In May 2018, President Donald Trump signed the “Right-to-Try” Act [5]. The legislation overcame many of the regulatory barriers, limited the risks to the sponsor while implementation of the act inherently burdened the sponsor. The “Right-to-Try” legislation is in essence a derivative of the Expanded Access Programs (EAPs). Advocates such as patients, families, friends and advocacy groups of the “Right-to-Try” legislation argue that the legislation is in line within the pre-existing framework of EAPs and that the legislation: (i) provides a “streamlined” avenue for making eligible drugs available to eligible patients with no other options; (ii) it increases patient’s engagement; (iii) it is a patient’s journey of self-actualization; (iv) it empowers the patient about his or her own health, well-being and quality of life; (v) it provides optimism and access to novel interventions with potential therapeutic benefits that may prolong life and improve quality of life; and (vi) the patient can be treated in the USA with valuable family time, more comfort and fewer risks than being treated overseas. The critics, on the other hand, argue: (i) there is an inherent safety risk that may potentially cause more harm to the patient or even death than the benefit because the experimental drug did not undergo rigorous testing; (ii) there is a lack of oversight by the FDA, except posting of the consolidated annual summary report; (iii) the patient in most cases has limited understanding of the informed consent due to complexity and confusion of the medical terminology used in the consent form; (iv) there are therapeutic misconceptions combined with high expectations and optimism by the patient; (v) there is potentially a considerable financial burden by the patient or the patient’s family because payors currently do not provide coverage and deny hospice care; (vi) there is a potential loss of trust in the regulatory agency, the sponsor and the health care provider; and (vii) there is a liability “immunity” for the health-care provider, including the drug sponsor for potential negative outcomes of the treatment unless the medical provider and the sponsor were engaged in “gross negligence, reckless or “wilful misconduct.”

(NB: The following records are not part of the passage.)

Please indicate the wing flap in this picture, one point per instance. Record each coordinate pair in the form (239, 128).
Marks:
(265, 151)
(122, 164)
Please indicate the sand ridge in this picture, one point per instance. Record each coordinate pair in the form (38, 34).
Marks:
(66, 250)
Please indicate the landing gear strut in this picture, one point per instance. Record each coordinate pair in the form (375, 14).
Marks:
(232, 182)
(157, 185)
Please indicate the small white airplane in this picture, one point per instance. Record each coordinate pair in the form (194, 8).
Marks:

Some of the major inherent limitations and often overlooked about the “Right-to-Try” experimental drugs are: (i) patient’s vulnerability due to lack of oversight by the FDA; (ii) there is a lack of clinical study protocol, including the lack of sufficient statistical power to detect the intended effect(s); (iii) the information is collected in a “piece-meal”; and (iv) a lack of systematic reporting about efficacy and the safety of the experimental drug that may potentially result in limited information for the health and safety of the public. Some of these issues may be addressed and resolved by utilizing EHR systems. EHR systems are maintained by health care providers and health care organizations for delivering patient care. EHR systems can thus easily lend themselves for integrating real-time electronic health care information about the patient across multiple health care providers.

One of the most important considerations and occasionally overlooked is comorbidity; it is quite common among cancer patients and it can potentially affect the treatment outcome, worsen the adverse effects due to polypharmacy and may even shorten the life. The prognosis of patients with comorbidity is often poor survival combined with poor quality of life and higher financial costs. The use of experimental drugs in patients with morbidity may thus be risky or limited unless the experimental drug has gone through further rigorous testing and/or the experimental drug is paired synergistically with an FDA-approved drug and appropriate tools are employed for monitoring efficacy and safety of the therapy. Treatment of metastatic cancer patients with comorbidity using experimental drugs would be even more challenging and riskier with many implications that may warrant further considerations that are in the best interest of the patient’s health, well-being and life, including additional financial burden.